Is this you? Born between WWII and 1990, some semblance of white middle class, educated beyond middle/high school, house owner, car owner (maybe multiple), steady job, possibly retirement plans in place. Then you–and I–hit the Sweet Spot.

This is not intended to brag, shame, or judge. It could be a slap on the forehead, the realization that we, the privileged hit a time in world history (not just American) full of life-necessities, choices, and potential of achieving success. My time frame may be a little off, and undoubtedly there are discrepancies in this demographic. But you and I are among the most fortunate humans to have ever walked this planet’s soil. We live in a democracy that affords so many choices. We can generally leave the security of our homes without a thought of danger or violence. Many of us own homes that are comfortably cool in summer and warm in winter, reliable cars, appliances that wash our clothes and dishes, keep our food cool or frozen, warm our coffee. We have big black screens hanging from our walls that entertain, report the news and weather, stream our movies and give us access to the world at the click of a button. We twist a tap and an endless supply of clean water gushes forth. We go to dinner with friends. We possess multiple computers (including ubiquitous phones) that initiate the purchase of goods in a couple of clicks, and delivery to our doorstep within a week. We go on vacations to fun, exotic places. We have closets so jammed with clothes that we have trouble finding things. We are never truly hungry or thirsty, or trembling in cold weather. We live lives of some certainty: we work, we sleep, we exercise, eat, drink and play with our children or our dogs. We live better than most of the world population. And we think this is normal life. I’m not speaking of rich people. This includes a lot of us.

And yet . . . and yet . . .

We complain. In some cases–about almost everything.

This is what one of my seasonal staff members reported. He is from Turkey. He is puzzled by Americans and their attitudes—either angry or entitled, or both. He was raised in a small rural town high in the mountains.
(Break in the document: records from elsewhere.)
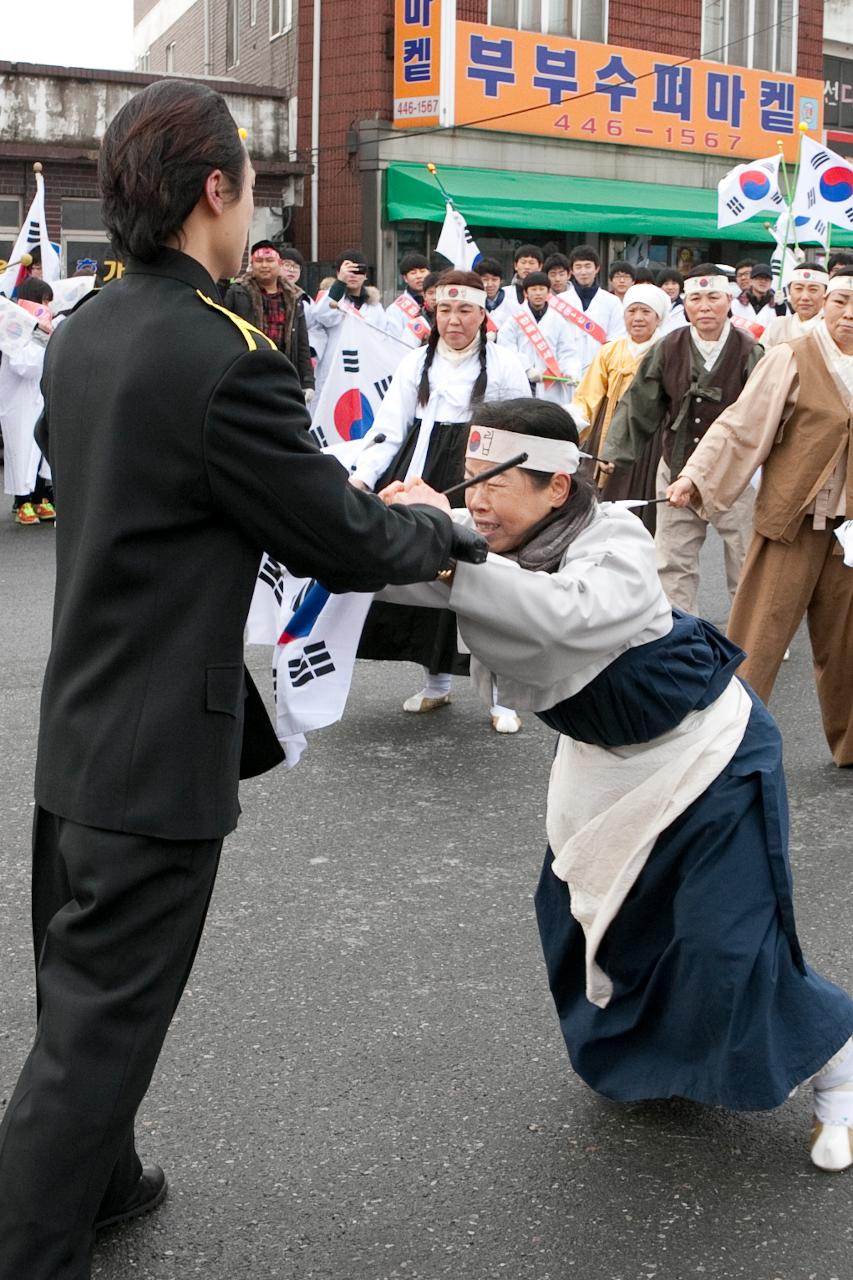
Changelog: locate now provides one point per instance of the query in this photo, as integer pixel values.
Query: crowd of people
(665, 901)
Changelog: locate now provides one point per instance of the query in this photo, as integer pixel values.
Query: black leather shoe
(149, 1192)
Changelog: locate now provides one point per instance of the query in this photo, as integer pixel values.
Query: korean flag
(748, 190)
(824, 186)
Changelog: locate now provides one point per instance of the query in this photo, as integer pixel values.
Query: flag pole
(803, 128)
(433, 169)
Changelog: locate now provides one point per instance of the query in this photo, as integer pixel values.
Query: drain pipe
(315, 131)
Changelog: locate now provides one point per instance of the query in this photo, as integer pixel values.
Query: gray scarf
(547, 542)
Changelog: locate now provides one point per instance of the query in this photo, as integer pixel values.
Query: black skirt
(405, 632)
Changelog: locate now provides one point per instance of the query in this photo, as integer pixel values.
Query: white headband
(649, 296)
(706, 284)
(808, 275)
(495, 446)
(460, 293)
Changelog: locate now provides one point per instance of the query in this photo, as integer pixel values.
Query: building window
(232, 33)
(281, 17)
(82, 234)
(760, 33)
(9, 227)
(582, 19)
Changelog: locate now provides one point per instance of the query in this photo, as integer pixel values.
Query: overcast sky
(64, 33)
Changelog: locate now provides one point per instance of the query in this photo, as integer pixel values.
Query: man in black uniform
(179, 447)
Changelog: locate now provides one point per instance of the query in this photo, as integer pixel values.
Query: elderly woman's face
(641, 321)
(509, 506)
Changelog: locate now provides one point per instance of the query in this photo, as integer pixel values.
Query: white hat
(649, 296)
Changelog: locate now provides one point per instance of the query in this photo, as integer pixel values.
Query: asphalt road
(365, 1079)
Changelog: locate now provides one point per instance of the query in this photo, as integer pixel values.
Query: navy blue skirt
(712, 1000)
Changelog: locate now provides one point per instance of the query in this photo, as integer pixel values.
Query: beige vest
(806, 451)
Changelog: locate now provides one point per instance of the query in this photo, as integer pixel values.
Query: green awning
(543, 201)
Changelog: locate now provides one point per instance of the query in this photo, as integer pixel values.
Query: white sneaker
(506, 723)
(422, 703)
(831, 1146)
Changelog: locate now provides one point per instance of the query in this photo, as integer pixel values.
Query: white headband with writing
(706, 284)
(460, 293)
(808, 275)
(495, 446)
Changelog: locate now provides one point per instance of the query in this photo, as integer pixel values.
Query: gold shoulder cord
(250, 333)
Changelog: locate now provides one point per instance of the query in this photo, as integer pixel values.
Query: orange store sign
(418, 35)
(524, 82)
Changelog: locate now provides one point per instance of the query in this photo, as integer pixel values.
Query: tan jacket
(794, 417)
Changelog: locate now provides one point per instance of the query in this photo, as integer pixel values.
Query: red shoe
(26, 515)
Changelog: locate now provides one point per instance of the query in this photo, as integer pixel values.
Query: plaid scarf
(273, 315)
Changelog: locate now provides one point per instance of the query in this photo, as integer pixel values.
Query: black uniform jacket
(179, 449)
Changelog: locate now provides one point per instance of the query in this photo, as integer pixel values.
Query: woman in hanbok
(26, 471)
(665, 901)
(422, 429)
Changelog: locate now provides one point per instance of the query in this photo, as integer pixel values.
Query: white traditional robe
(606, 310)
(397, 321)
(564, 346)
(21, 405)
(450, 401)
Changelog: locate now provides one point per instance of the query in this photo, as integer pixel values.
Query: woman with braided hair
(420, 430)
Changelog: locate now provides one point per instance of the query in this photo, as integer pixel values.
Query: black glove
(468, 545)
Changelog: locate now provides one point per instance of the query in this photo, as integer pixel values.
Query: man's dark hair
(291, 255)
(671, 273)
(842, 259)
(555, 261)
(411, 263)
(32, 289)
(154, 160)
(584, 254)
(703, 269)
(528, 251)
(350, 255)
(489, 266)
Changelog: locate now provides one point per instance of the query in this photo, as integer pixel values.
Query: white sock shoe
(831, 1146)
(434, 694)
(505, 720)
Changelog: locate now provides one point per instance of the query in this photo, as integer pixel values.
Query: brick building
(363, 163)
(56, 115)
(340, 169)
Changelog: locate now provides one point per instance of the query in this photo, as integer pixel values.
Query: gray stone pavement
(365, 1079)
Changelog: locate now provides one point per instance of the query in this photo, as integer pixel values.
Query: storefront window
(583, 19)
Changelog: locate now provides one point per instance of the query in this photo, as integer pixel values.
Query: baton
(637, 502)
(486, 475)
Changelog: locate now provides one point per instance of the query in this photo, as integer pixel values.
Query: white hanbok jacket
(21, 405)
(605, 310)
(564, 344)
(450, 401)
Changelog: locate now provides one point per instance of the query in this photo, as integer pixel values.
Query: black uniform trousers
(117, 920)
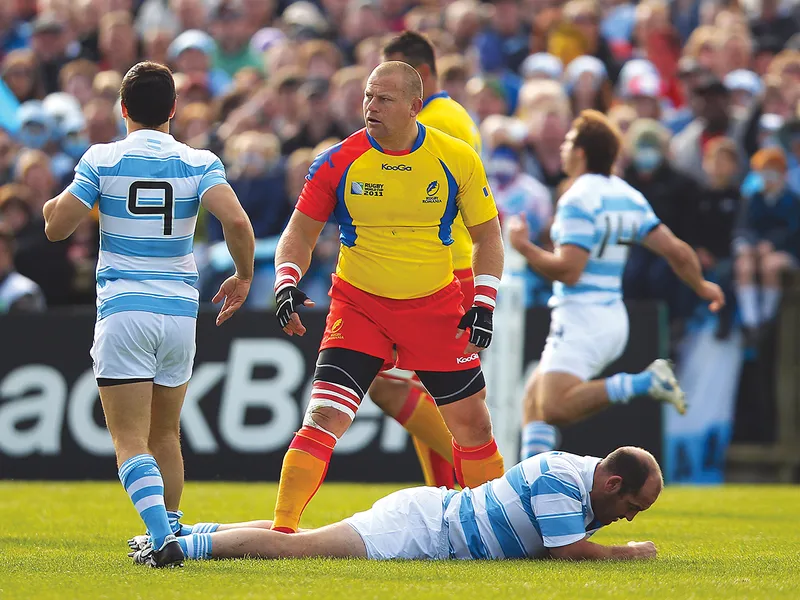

He hauled wood, water, and food as a kid. He was displaced and put on a train at eight years old, uprooted and deported across borders by People in Power. He was lucky enough to come to the US in 2008. He lives in an apartment with his American wife and has taken any job he can secure, working construction, giving cycle rickshaw tours in NYC, where he slept on the office floor because he couldn’t afford rent. He is a green card holder. He is younger than I am by 20 years.

And yet . . . and yet . . .

He never complains. And his lack of complaint is noticeable to those around him.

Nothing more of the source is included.